My interview with Colin Beavan.
Mr. Beavan, how did this all begin?
«In 2006, we had both the Iraq war and news of the melting of the polar ice caps. This was terribly depressing. On the one hand, we were fighting a war for the oil to power our corporatized way of life. On the other, we were melting the planet as a result of burning that oil for the same way of life. In between we had the way of life itself, which didn't seem to be making people happy. Americans are stressed. They work too much. 27 percent of us suffer from anxiety and depression. It just didn't seem like a way of life to fight a war and kill a planet for. So what if we could possibly discover a way of life that was both happier for the people and happier for the planet? That's what I wanted to discover».
Your book and your blog focuses on importance of choiches and related sacrifices, but also on happiness. Are you happy, living this experience?
«Our economy is predicated on the idea that the more "stuff" people have the happier they will be. So, we all work hard to get more stuff and, especially in the US, forget about the importance of our social relationships. That does not make us happy. During No Impact Man, my family and I got to think about our relationships since we were no consuming stuff. We hung out with our friends instead of in front of the television. That's what contributed to our happiness».
What was the most surprising thing you discovered during the year of “No Impact”?
«So much of what we did "for the planet" turned out to be better for us. We ate local food and our skin cleared up. We rode bikes and we lost our guts. We stopped wasting air conditioning and we saved more than a thousand. We stopped spending our time being consumers and ended up spending more time being friends and neighbors. This is true for the culture too. An American economy based on renewable energy and sustainable goods would keep poisons out of the air that we breathe and the water that we drink and provide a whole new job sector. What's good for the planet is good for the people».
What has been harder?
«Renouncing laundry machine was hardest!»
And now, all habits learned during the year of “No Impact” they surviving?
«It makes sense to eat food with no unpronounceable poison chemicals in it, so we prefer food from our trustworthy, local farmer.

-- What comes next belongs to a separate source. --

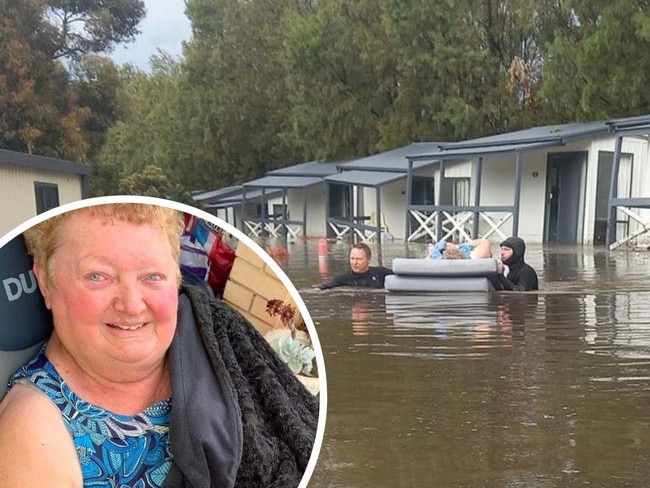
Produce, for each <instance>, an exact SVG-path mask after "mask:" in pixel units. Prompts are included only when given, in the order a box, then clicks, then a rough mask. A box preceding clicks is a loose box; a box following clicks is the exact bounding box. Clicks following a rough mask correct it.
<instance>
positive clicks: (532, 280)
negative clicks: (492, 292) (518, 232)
mask: <svg viewBox="0 0 650 488" xmlns="http://www.w3.org/2000/svg"><path fill="white" fill-rule="evenodd" d="M500 246H501V263H499V268H498V272H497V273H494V274H493V275H490V276H489V278H490V282H491V283H492V286H494V289H495V290H511V291H528V290H538V289H539V286H538V282H537V273H536V272H535V270H534V269H533V268H532V266H530V265H528V264H526V262H525V261H524V254H525V253H526V243H525V242H524V240H523V239H522V238H520V237H508V238H507V239H506V240H505V241H503V242H502V243H501V244H500Z"/></svg>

Rather than take a taxi to the gym so that we can then run in place on the treadmill, it makes sense to get our exercise as part of day by biking and walking. It makes sense to save money so we've cut our power consumption. What didn't make sense was washing our clothes by hand when there was no electricity! So that means that we must also work together to change the systems to ensure that our electricity and other needs are met sustainably. The point is not to deprive ourselves. The point is to make sure that the resources we use actually make people happy and that those resources are renewable».
What is the “No Impact Week”?
«The No Impact Week is a program of the non-profit I founded after my no impact year, the No Impact Project. The No Impact Week is an eight day carbon cleanse. It's an opportunity for people to discover for themselves what a difference lowering their impact can have not only for the planet, but for their own quality of life as well. Join us for our next No Impact Week, kicking off January 3rd, by registering here!»
Are there questions interviewers never ask that you wish they’d ask?
«No one asks me the purpose of life. My little girl Isabella knows the answer. If you ask her "Why are we alive?" She says, "To laugh." And if you ask her, "What responsibility do we have in our lives?" She says, "To make sure other people can laugh too." To me, it's all about laughing and joking and enjoying each other. But it's not enough just to be grateful for the gifts the universe has bestowed upon us. We must help the universe to bestow those gifts on others too».